The name may be any name acceptable to AnaGram.  The name can then be
used anywhere you might have used the expression on the right
side.  \index{!}For example:

\begin{indentingcode}{0.4in}
upper case letter = 'A-Z'
lower case letter = 'a-z'
letter = upper case letter + lower case letter
statement list = statement?...
while keyword = "WHILE"
prompt = !printf("Please enter name:");
\end{indentingcode}

It is important to recognize that a definition statement that names a
set does not define a token.  A token is defined only when the set is
used in a grammar rule, and then only if the set is used directly, not
in combination with some other set.  Furthermore, if you use a
character set directly in a grammar rule, and in some other rule you
use a name that refers to the same set of characters, you will get two
different tokens.  For example, if you have defined \agcode{upper case
letter} as in the above example and use both \agcode{upper case
letter} and \agcode{'A-Z'} in grammar rules, AnaGram will assign
different \index{Token number}\index{Token}\index{Number}token numbers
to accommodate any differences in attributes you may assign to the
tokens.

Renaming tokens is a convenient way to connect two independently
written portions of a grammar.
% See the C grammar in the EXAMPLES directory of your distribution
% disk for an example.

\subsection{Embedded C}
\index{Embedded C}

You may encapsulate C or C++ code in your syntax file by enclosing it
in braces (\bra \ket).  Such pieces of code are copied to the parser file
untouched, in the order they are found in the syntax file.  There may
be any number of such pieces of embedded C.  The only restriction is
that they must not start on the same line as some other AnaGram
statement, and following AnaGram statements must also start on fresh
lines.

Normally, the blocks of embedded C in your syntax file are copied to
the parser file \emph{following} a set of definitions and declarations
AnaGram needs for the code it generates.  However, if the \emph{first}
statement in your \index{Syntax file}syntax file is a block of
embedded C, it will \emph{precede} AnaGram's definitions and
declarations.  This block of embedded C is called the
\index{Prologue}\index{C prologue}``C prologue''.  There are two main
reasons for this special treatment.  First, you may want to have a
title and \index{Copyright notice}copyright notice in your parser.  If
you include them in an initial block of embedded C they will be right
at the beginning of both your syntax file and your parser file.
Second, if some of your tokens have data type\index{Token}\index{Data
type}s other than those predefined in C or C++, you may include the
definitions here, so they will be available to the code AnaGram
generates.

AnaGram scans embedded C only insofar as is necessary to find the
closing right brace.  Therefore any braces used within embedded C must
balance properly.  AnaGram skips braces enclosed in character
constants and string literals, as well as braces enclosed in
comments.  It also recognizes C++ style comments that begin with
\agcode{//}.  \index{Comments}Treatment of nested versus non-nested comments
is controlled by the
\index{Nest comments}\index{Configuration switches}\agparam{nest comments}
configuration parameter.  AnaGram will use the status of this
parameter in effect at the beginning of the section of embedded C.

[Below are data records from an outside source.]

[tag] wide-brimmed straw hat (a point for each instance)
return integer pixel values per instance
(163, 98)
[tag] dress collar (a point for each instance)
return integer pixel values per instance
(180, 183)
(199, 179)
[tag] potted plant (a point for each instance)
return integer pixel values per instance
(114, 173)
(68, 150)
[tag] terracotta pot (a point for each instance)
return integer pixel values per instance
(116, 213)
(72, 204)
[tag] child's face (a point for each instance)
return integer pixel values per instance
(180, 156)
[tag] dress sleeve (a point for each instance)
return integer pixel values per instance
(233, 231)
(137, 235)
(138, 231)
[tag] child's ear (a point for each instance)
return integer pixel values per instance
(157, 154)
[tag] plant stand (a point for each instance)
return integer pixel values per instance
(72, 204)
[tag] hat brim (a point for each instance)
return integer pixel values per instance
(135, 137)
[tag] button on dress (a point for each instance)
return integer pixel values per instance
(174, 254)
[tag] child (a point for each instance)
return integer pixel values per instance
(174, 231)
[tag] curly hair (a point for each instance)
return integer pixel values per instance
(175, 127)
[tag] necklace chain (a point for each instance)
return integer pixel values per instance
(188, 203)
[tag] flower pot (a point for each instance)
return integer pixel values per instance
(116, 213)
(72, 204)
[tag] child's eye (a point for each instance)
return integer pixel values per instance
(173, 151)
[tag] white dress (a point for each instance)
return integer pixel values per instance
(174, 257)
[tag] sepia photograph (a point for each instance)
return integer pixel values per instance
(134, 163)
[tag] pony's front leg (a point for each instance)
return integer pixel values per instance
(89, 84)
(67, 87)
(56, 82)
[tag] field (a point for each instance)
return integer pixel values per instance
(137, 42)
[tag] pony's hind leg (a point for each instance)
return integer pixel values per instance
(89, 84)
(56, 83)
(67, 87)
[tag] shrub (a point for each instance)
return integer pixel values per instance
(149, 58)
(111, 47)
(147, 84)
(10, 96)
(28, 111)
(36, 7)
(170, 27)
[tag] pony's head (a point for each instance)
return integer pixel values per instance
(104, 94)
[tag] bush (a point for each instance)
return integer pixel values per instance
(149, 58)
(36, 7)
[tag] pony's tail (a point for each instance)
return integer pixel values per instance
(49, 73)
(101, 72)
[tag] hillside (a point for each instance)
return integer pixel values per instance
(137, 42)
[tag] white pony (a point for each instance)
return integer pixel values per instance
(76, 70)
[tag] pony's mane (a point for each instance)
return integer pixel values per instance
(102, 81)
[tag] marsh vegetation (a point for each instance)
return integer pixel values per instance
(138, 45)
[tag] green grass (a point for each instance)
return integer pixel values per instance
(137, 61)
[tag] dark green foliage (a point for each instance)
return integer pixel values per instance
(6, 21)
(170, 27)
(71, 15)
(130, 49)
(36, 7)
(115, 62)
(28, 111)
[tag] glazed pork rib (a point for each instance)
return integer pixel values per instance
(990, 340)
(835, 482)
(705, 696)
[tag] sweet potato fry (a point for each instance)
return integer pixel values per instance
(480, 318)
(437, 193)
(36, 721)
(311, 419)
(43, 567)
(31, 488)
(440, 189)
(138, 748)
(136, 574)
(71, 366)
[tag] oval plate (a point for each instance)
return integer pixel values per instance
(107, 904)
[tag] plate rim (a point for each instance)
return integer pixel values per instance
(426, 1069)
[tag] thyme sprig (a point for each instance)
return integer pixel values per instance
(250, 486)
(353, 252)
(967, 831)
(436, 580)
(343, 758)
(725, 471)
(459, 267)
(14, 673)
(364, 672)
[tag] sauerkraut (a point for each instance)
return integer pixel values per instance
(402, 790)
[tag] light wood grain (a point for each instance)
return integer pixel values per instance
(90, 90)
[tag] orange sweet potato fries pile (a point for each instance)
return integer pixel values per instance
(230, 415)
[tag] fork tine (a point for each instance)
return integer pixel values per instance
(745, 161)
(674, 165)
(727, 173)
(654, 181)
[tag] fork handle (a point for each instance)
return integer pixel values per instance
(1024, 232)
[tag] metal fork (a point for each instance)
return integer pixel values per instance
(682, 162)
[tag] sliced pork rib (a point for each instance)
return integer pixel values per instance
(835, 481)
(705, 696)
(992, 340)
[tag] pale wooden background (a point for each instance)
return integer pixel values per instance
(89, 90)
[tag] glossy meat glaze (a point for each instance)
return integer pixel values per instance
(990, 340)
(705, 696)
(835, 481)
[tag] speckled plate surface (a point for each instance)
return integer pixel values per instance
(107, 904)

AnaGram, of course, can be confused by unterminated strings,
unbalanced brackets, and unterminated comments.  The most likely
outcome, in such a situation, is that AnaGram will encounter the end
of file looking for the end of the embedded C.  Should this happen,
AnaGram will identify the beginning of the piece of embedded C which
caused the problem.

The code you include as embedded C, of course, has to coexist with the
code AnaGram generates.  In order to keep the potential for conflicts
to a minimum, all variables and functions which AnaGram defines begin
either with the name of your parser or with the letters
\agcode{ag{\us}}.  You should avoid variable names which begin with these
letters.

Reduction procedures are copied to the \index{Parser
file}\index{File}parser file in the order in which they are defined
\emph{following} all of the embedded C.  Thus your reduction
procedures may freely use variables and macros defined anywhere in
your embedded C.

\subsection{Configuration Sections}
\index{Configuration section}

A configuration section is a special section of your syntax file
enclosed in brackets.  Within a configuration section you may set the
values of configuration parameters or switches, or you may use one or
more of several available attribute statements to specify special
treatment for certain tokens.  There can be as many or as few
configuration sections in your syntax file as you wish.  Each
configuration section must begin on a new line.  Any AnaGram statement
which follows a configuration section must also begin on a new line.

Within a configuration section, each parameter setting and each
attribute statement must begin on a new line.  The rules for using
comments and continuation lines are the same as for the rest of
AnaGram.

Configuration parameters control the way AnaGram interprets your
syntax file and the way it builds your parser.  A full discussion of
the use of configuration parameters, including a complete discussion
of each parameter and its default value, is given in Appendix A.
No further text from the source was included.